Der Buchdruck war gerade einmal 100 Jahre alt, da publizierte ein Balthasar Staindel aus Dillingen eines der ersten gedruckten Kochbücher der Welt: „Ain künstlichs und nutzlichs Kochbuch“, in dem so schöne Rezepte wie „Schweinskopf in Ingwer vol Brantwein“ verewigt sind. Ein prächtig erhaltenes Exemplar dieses Kochbuchs aus dem Jahre 1556 liegt im Tresor der Bibliothek im Haus der Landwirtschaft. Bei einer Veranstaltung zum 500. Jahrestag des Bauernkriegs öffnete die Bücherei-Leiterin Dr. Tanja Kodisch-Kraft ihre Schatztruhe.

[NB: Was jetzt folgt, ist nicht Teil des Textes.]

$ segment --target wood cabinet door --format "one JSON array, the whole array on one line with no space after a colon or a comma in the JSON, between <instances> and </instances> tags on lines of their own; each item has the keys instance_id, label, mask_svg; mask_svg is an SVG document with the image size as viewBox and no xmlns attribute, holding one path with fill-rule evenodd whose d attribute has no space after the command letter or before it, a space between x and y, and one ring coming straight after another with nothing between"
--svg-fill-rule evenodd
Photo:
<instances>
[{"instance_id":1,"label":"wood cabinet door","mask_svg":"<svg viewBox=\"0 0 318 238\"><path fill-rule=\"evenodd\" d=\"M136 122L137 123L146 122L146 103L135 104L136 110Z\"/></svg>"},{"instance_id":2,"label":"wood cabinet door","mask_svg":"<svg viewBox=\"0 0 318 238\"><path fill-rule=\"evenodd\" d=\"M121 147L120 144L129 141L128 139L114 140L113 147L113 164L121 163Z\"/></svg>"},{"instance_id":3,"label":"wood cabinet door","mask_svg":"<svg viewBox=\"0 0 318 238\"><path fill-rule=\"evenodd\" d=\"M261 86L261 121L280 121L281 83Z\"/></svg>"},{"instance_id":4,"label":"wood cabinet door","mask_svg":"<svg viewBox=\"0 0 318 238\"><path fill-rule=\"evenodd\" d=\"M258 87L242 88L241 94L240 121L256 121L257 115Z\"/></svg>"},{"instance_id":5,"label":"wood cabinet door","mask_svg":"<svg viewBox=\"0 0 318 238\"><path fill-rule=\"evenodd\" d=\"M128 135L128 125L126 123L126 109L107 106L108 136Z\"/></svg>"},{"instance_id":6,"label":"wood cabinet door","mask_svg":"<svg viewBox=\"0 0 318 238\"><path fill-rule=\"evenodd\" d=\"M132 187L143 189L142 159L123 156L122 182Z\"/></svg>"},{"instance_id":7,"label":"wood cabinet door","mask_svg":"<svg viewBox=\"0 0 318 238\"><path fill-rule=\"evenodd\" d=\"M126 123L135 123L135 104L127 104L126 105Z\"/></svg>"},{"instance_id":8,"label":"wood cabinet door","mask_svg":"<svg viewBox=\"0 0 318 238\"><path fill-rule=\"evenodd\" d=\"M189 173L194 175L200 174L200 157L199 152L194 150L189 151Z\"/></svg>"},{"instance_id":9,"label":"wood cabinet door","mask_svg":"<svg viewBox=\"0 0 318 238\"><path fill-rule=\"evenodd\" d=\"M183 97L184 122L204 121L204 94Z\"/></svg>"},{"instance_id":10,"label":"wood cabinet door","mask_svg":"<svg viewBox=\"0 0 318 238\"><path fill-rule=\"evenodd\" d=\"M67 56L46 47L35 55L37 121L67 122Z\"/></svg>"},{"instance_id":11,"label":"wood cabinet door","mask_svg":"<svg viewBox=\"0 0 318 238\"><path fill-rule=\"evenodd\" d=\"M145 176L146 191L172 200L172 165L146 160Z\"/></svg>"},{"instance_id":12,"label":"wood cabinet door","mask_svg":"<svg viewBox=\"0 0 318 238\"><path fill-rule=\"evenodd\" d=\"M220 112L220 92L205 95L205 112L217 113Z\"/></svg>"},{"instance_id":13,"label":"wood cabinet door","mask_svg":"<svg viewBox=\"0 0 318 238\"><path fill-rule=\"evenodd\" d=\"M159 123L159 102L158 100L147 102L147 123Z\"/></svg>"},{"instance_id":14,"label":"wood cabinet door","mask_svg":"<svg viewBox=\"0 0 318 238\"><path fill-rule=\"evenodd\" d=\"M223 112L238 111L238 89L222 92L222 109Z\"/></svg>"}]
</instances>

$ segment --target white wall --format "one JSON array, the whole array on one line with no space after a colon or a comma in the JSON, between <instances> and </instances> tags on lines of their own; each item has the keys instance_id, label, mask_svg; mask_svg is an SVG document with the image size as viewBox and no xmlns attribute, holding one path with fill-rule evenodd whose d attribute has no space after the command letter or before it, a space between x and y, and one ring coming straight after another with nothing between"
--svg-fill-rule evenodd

„Erstaunlicherweise“, so die Germanistin Dr. Kodisch-Kraft, „sind solche uralten Bücher oft in einem besseren Zustand als Originale aus dem 19. Jahrhundert.“ Das Papier, das Feuchtigkeit, groben Umgang, Besitzerwechsel und Ungeziefer überlebt hat, trägt 500 Jahre alte Weisheiten mit großer, unerschütterlicher Würde. Bücher waren noch keine schnell verderbliche Ware, sondern Kulturgüter für die Ewigkeit: Schließlich war schon der Druck eines Buches eine unvorstellbare Fleißarbeit: Jeder Buchstabe musste einzeln aus dem Setzkasten gefischt und mit den anderen Lettern zu Wörtern, Zeilen und Seiten montiert werden.

Als sich Baltasar Staindel ans Werk machte und sein Kochbuch in Versform verfasste, regierte im Heiligen Römischen Reich noch Karl V., das Mittelalter klang langsam aus und machte revolutionären Techniken und Gedanken Platz. Man könnte diese ferne Zeit mit dem Siegeszug des Internets in unserer Gegenwart vergleichen. Neue Medien verbreiten neue Ideen, Weltanschauungen und politische Ideale. Wahrscheinlich ist es kein Zufall, dass sich die „Zwölf Artikel der Bauernschaft“, die zum berühmten Bauernkrieg von 1525 führten, dank der Flugschriften in Windeseile in halb Europa verbreiteten. Diese zwölf Forderungen der Bauern gelten heute als erste Menschenrechtserklärung in Europa.
Welcher Kontrast dazu die große Schwarte aus dem Jahre 1719, die dem „hochwürdigsten Fürsten und Herrn Lothario Francisco“ gewidmet war. Dr. Kodisch-Kraft musste ordentlich zu packen, als sie den zehn Zentimeter dicken Schinken aus dem Tresor holte. Das kostbare Buch ist eine Anleitung fürs „Management“ eines fürstlichen Hofes. Schon damals, so scheint es, stand die Ratgeber-Literatur hoch im Kurs.
Die Bibliothek im Haus der Landwirtschaft verwahrt Hunderte von Büchern, die aus verflossenen Jahrhunderten stammen. Das passt ganz gut zum Satz von Dr. Tanja Kodisch-Kraft, dass Bauern in Generationen denken und damit auch einen Bezug zu den historischen Schätzen haben.